What's more, Fannie Mae's new fees will price more borrowers out of the market. For a borrower with less-than-perfect credit, such fees could hike closing costs by $3,000 for a borrower with a $300,000 mortgage, or raise payments by $50 per month, said Patrick Cunningham, a vice president with Home Savings & Trust Mortgage in Fairfax, Va.
To avoid such fees, "paying attention to your credit is going to be paramount for people," he said.
But Fannie Mae didn't have much choice.
The Washington-based company lost $2.3 billion, or $2.54 a share, for the quarter that ended June 30. The loss, the company's fourth-consecutive quarter of red ink, compares with profit of $1.95 billion, or $1.86 a share, in the period last year.

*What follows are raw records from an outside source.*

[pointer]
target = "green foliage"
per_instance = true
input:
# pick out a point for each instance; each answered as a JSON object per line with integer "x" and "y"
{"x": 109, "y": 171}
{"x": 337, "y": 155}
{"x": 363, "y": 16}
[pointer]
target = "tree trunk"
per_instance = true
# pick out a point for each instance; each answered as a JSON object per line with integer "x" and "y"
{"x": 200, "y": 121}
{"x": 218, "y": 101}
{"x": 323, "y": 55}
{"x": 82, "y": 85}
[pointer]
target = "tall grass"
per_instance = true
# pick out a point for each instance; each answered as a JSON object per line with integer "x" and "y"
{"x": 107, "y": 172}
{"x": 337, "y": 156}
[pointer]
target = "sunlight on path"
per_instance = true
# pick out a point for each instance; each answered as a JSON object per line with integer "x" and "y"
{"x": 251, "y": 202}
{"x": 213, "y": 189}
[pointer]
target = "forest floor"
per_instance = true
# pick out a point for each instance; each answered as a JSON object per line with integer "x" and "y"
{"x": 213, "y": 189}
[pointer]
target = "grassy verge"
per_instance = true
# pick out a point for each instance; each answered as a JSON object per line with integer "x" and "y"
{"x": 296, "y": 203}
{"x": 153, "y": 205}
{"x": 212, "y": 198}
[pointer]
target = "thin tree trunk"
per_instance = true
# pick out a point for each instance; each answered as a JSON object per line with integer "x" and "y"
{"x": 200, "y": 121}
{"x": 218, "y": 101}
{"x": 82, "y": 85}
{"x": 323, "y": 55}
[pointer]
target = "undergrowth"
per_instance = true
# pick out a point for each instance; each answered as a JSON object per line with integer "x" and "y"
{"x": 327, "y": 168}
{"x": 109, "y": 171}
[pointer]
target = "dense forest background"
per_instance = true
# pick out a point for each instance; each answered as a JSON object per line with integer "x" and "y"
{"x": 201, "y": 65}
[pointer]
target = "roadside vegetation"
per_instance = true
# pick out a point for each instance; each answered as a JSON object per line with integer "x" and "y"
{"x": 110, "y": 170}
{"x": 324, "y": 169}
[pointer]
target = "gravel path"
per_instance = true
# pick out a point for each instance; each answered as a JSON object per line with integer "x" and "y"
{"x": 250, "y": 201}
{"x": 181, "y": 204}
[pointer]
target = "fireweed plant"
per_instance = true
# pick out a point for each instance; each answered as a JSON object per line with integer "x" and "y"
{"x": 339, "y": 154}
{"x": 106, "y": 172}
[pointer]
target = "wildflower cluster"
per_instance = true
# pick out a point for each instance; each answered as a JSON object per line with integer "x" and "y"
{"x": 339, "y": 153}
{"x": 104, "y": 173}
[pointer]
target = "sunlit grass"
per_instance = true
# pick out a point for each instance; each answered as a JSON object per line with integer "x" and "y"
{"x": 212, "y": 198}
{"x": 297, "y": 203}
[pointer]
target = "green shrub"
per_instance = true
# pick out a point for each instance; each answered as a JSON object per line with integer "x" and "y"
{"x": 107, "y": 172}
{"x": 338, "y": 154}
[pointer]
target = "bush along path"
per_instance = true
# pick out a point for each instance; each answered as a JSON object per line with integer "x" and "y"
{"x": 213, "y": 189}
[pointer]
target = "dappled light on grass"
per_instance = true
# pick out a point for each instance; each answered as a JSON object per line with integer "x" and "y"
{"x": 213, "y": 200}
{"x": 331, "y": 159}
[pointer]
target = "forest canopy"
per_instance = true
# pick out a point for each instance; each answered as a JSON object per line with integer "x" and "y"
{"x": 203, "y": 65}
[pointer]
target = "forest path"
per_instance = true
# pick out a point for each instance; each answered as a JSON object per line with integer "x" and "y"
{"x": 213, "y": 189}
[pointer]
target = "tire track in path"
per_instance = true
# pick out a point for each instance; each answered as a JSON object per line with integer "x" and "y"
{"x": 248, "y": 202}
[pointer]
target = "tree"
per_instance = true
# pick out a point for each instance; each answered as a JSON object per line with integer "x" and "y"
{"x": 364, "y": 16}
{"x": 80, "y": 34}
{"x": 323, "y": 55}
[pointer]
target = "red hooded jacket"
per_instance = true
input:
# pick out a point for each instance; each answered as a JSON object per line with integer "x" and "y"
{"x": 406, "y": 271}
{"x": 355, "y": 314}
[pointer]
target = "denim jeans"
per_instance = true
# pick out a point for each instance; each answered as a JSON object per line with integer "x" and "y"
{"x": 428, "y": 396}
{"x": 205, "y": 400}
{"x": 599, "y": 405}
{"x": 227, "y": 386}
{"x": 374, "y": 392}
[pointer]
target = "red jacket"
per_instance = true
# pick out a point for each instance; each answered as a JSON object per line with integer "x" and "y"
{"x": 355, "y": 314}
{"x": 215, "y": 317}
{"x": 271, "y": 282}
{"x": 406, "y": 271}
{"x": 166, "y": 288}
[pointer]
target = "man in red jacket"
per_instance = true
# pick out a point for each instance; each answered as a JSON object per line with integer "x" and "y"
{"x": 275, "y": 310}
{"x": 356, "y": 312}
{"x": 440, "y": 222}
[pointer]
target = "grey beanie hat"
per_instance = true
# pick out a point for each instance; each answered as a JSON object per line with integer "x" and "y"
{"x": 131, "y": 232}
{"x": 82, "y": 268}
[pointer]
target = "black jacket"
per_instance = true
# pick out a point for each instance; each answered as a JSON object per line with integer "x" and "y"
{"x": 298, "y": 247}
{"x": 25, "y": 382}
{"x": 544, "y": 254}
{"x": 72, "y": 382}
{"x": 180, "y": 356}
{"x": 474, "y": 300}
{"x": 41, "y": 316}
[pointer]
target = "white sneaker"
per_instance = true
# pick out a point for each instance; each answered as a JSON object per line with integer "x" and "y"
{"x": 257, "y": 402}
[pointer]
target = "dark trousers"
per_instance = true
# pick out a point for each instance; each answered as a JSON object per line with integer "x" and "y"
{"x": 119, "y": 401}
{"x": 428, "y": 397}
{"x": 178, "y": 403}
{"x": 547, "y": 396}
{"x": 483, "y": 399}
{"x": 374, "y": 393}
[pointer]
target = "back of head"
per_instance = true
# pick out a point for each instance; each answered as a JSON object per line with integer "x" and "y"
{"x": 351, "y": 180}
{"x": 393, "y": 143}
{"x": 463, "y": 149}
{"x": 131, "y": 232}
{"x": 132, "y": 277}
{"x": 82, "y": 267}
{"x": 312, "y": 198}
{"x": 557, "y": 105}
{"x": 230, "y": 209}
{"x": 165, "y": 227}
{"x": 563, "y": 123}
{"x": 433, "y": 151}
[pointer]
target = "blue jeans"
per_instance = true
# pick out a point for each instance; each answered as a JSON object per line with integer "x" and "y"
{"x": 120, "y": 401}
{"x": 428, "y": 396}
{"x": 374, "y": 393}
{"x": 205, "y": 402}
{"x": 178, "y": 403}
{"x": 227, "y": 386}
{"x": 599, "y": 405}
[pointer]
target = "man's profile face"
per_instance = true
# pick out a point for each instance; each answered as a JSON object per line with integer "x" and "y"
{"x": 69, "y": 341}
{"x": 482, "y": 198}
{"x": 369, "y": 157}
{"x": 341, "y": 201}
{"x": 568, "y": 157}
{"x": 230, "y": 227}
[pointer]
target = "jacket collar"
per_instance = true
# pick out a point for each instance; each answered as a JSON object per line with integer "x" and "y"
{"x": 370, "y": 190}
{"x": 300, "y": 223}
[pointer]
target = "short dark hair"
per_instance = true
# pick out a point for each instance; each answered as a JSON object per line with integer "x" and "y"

Analysts surveyed by Thomson Financial had expected a loss of just 68 cents a share.
While revenue rose to $3.97 billion from $1.42 billion a year earlier, Fannie Mae's losses from defaulting mortgages skyrocketed.
Fannie Mae booked $5.3 billion in credit expenses, including a $3.7 billion addition to its loss reserves. Loans three-months past due or more than doubled last year's level to 1.36 percent.
The company said it is boosting efforts to recover money from lenders who committed fraud in loans that were sold to the company.
To speed up the sale of foreclosed properties, Fannie Mae is opening offices in California and Florida and said it would consider selling those properties in bulk to investors. "I do not think this is a time to be holding onto (foreclosed properties) hoping for a better day," Mudd said.